Experimental Methods

(6,5)-Enriched nanotubes were purchased from Sigma-Aldrich (0.7–0.9 nm in diameter, length ≥700 nm, mostly semiconducting, 95% purity), plasma-purified SWNTs (pp-SWNTs) were purchased from Cheap Tubes, Inc. (0.8–1.6 nm in diameter, length 3–30 μm, mostly metallic, 99% purity), and COOH-functionalized SWNTs (o-SWNTs) were purchased from Cheap Tubes, Inc. (0.8–1.6 nm in diameter, length 0.5–2.0 μm, mostly metallic, 99% purity). Electrospinning was carried out using a commercially available Spraybase electrospinning system. TGA was performed using a TA Instruments TGAQ500 with a ramp of 10 °C/min under air from 100 to 1000 °C. SEM micrographs were obtained in a Zeiss EVO HD15 operating at 5 kV. UV–vis spectra were obtained in a Varian Cary 50 UV–vis. Mechanical properties were determined using a dynamic mechanical analyzer (DMA Q800, TA Instruments). Each fiber sample (n = 3 specimens) was cut in 1 cm × 4 cm rectangular shapes with thicknesses between 0.15 and 0.18 mm. Stress–strain curves were recorded at a rate of 1 N min–1 (up to 18 N).

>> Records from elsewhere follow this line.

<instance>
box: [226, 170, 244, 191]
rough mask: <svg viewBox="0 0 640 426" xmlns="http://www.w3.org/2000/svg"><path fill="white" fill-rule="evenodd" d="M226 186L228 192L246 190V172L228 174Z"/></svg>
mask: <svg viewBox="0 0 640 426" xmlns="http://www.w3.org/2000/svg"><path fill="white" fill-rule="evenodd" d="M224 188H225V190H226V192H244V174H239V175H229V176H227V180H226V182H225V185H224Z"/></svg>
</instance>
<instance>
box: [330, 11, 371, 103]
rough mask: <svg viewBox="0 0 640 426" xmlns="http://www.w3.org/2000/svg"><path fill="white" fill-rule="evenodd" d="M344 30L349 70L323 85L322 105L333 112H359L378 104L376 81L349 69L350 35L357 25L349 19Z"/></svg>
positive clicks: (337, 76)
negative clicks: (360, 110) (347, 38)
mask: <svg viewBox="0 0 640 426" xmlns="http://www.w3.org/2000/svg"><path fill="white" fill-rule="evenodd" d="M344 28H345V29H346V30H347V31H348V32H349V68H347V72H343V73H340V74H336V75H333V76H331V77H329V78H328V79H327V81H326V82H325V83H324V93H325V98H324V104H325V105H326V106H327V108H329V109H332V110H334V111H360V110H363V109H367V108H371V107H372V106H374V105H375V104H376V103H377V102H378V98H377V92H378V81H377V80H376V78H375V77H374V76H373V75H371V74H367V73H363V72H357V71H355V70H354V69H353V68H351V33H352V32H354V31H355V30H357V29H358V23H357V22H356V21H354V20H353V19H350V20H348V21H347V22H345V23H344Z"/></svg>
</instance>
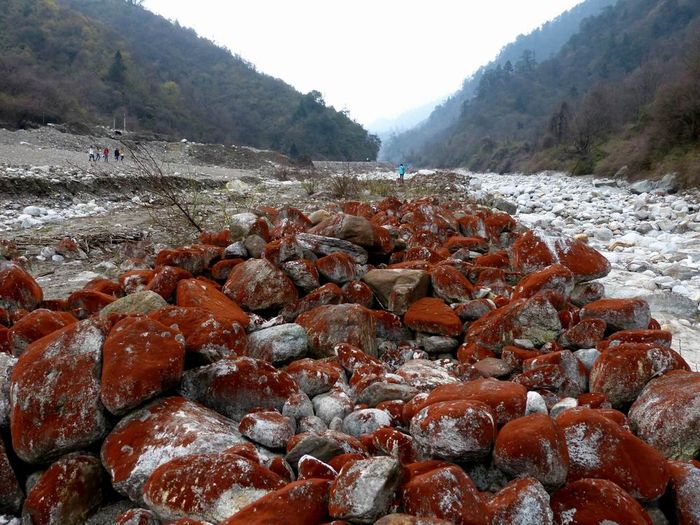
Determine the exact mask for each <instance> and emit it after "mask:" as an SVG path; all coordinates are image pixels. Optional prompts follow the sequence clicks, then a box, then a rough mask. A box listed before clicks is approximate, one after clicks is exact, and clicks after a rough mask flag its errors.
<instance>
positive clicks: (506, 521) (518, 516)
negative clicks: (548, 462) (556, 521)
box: [486, 478, 554, 525]
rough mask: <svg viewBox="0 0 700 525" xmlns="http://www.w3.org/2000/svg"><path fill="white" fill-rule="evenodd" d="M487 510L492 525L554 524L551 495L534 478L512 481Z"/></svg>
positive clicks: (486, 508) (516, 479)
mask: <svg viewBox="0 0 700 525" xmlns="http://www.w3.org/2000/svg"><path fill="white" fill-rule="evenodd" d="M486 510H487V513H488V516H489V519H490V520H491V521H490V522H489V523H490V524H491V525H514V524H516V523H537V524H538V525H552V524H553V523H554V515H553V514H552V509H551V508H549V494H547V491H546V490H545V489H544V487H543V486H542V485H541V484H540V482H539V481H537V480H536V479H534V478H522V479H516V480H514V481H511V482H510V483H509V484H508V485H506V486H505V487H504V488H503V489H502V490H500V491H499V492H498V493H497V494H496V495H495V496H494V497H493V498H491V499H490V500H489V501H488V502H487V503H486Z"/></svg>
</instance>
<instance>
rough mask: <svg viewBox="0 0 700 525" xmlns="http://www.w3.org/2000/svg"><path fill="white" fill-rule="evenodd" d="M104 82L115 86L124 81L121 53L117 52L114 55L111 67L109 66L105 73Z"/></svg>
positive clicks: (124, 78)
mask: <svg viewBox="0 0 700 525" xmlns="http://www.w3.org/2000/svg"><path fill="white" fill-rule="evenodd" d="M105 80H107V81H108V82H114V83H115V84H123V83H124V81H125V80H126V66H125V65H124V59H123V58H122V53H121V51H119V50H117V52H116V53H114V60H113V61H112V65H111V66H109V71H108V72H107V76H106V77H105Z"/></svg>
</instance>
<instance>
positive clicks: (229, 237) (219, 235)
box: [199, 230, 232, 248]
mask: <svg viewBox="0 0 700 525" xmlns="http://www.w3.org/2000/svg"><path fill="white" fill-rule="evenodd" d="M199 242H200V243H202V244H208V245H211V246H219V247H220V248H226V247H227V246H228V245H229V244H231V242H232V241H231V232H230V231H229V230H221V231H218V232H202V233H200V234H199Z"/></svg>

Linear receptors and MINTs were synthesized as described in refs (42−45). The nanotubes (10 mg) were suspended in 10 mL of tetrachloroethane through sonication (10 min) and mixed with linear precursors 1 and 2 (0.01 mmol) and Grubbs’ second-generation catalyst at room temperature for 72 h. After this time, the suspension was filtered through a PTFE membrane of 0.2 μm pore size and the solid washed profusely with dichloromethane (DCM). The solid was resuspended in 10 mL of DCM through sonication for 10 min and filtered through a PTFE membrane of 0.2 μm pore size again. This washing procedure was repeated three times.

Composites were prepared by direct suspension of MINTs or pristine nanotubes in dimethylformamide by sonication at 20 °C for 12 h, and the suspensions were centrifuged at 13150g for 15 min to obtain stable suspensions following the addition of polystyrene (Mw average 350000) 30% (w/w) and stirring for 12 h. In the case of supramolecular samples, pristine nanotubes were suspended under the same conditions, preformed macrocycles were added before polystyrene, and the mixture was stirred for 12 h. Concentrations of SWNTs, MINTs, and supramolecular models were matched using UV–vis spectra at 450 nm of the suspension obtained. The prepared solutions were added to a syringe and pumped at 1 mL h–1 with a voltage of 14 kV and constant temperature and humidity. All samples were electrospun over a 10 cm diameter round collector to obtain randomly aligned fibers.